Foghorn aimed to reduce emissions of carbon dioxide into the atmosphere that contribute to climate change, by developing “sea fuel” – a new type of liquid fuel created from seawater.
Transportation generates 14% of global greenhouse emissions
The increased greenhouse gases in our atmosphere trap in heat and warm our planet. Globally, nearly 97 percent of the transportation-related greenhouse gas emissions come from direct combustion of fossil fuels in vehicles like cars, trucks and planes.
“Sea fuel” – a carbon-neutral liquid fuel alternative
What if we could extract carbon dioxide from seawater to produce a new liquid fuel with the same advantages of fuels used today, without putting more carbon dioxide into the atmosphere?
Electrochemical processes to create hydrocarbons from seawater
Seawater contains hydrogen and oxygen (water is H2O), but also carbon dioxide that has been naturally absorbed over time from the earth’s atmosphere.
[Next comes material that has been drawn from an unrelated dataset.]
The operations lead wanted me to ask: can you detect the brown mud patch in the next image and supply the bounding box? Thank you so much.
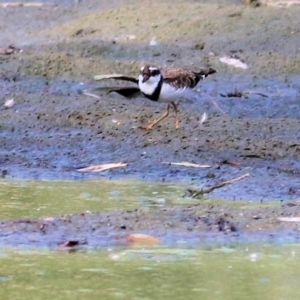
[0,0,300,247]
[1,202,300,248]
Electrochemical processes could pull the existing carbon and hydrogen out of seawater, which could then be combined to make hydrocarbons for liquid fuel: a clean “sea fuel”.
In early 2014, we collaborated with PARC to complete our first task: build an end-to-end prototype of the system. It worked! Using new chemical processes, the prototype successfully created methanol out of seawater. But proving that the technology works was just the first part of the problem. Real world costs such as labor, taxes, shipping and others can be surprising. We would need to be convinced that we could make fuel from seawater cost competitive with gasoline to proceed.
The critical next step for our investigation: create as accurate a cost model as possible. Early theoretical models based on academic sources suggested that it would be possible to make this fuel for somewhere between $5-10 per gasoline gallon equivalent or (gge). So when we began our work, we set our cost target at $8 per gge and outlined a path to $5 per gge within five years, which would make our sea fuel cost competitive in expensive markets like the Nordic countries.
Was it possible to extract carbon dioxide cheaply from seawater?
After observing our initial system prototype, we were concerned by salt water mineral deposits that had accumulated on the membranes inside the system during the carbon dioxide extraction process. These membranes were one of the most critical parts of the system, so having to replace them frequently would impact the cost of production. So we built several prototypes to improve our methods and found a way to preserve the membranes in the process. With this technical progress, we felt optimistic to continue.
Could our system produce a cost-competitive fuel?
While refining our prototype, we started to think about how we could scale the system. We knew we’d need to pump a lot of seawater, so we began learning as much as we could about desalination plants who already handle this challenge. It turns out that pumping seawater at scale is expensive. So to keep our sea fuel costs down, we’d need to make other processes in the system more efficient.
By August 2015, we saw a path to $8-16 per gge, but still needed to find a cheap source of hydrogen.
Could we find a cheap source of hydrogen?
We investigated existing hydrogen creation processes, but discarded those that were either cost prohibitive or would emit carbon dioxide as a byproduct. That led us to a promising new technique called solid oxide electrolyzer cell (SOEC) which uses electricity to break apart steam into hydrogen and oxygen. After meeting with experts in the field, we realized it could take more than 5 years and significant capital investment to become a viable, cheap source of hydrogen. That time horizon isn’t a fit for X.
Flipping the Kill Switch
In January 2016, after 2 years of work, we decided to end our investigation. The cost models sent a clear message: sea fuel wasn’t worth pursuing at the current and projected cost of hydrogen.
Along the way, we learned that it’s probably possible to build sea fuel production system that yields $15 per gge in the next few years. That’s not a highly unreasonable production price for fuel. But the hydrogen production process would need to advance significantly before sea fuel could become truly cost competitive with today’s hydrocarbon liquid fuels. Hydrogen production is a research endeavor that is far outside X’s core competencies in rapid prototyping and product development, so we determined this wasn’t a reasonable risk for X to take. Instead, we’re directing our resources at more promising technologies for now.
We plan to publish our research and analysis in a peer-reviewed journal to share what we’ve learned. We hope builders, inventors, scientists, and engineers around the world, from various industries and backgrounds, can review our work and use it to find new ideas that could bring this moonshot of carbon-neutral fuel to the world.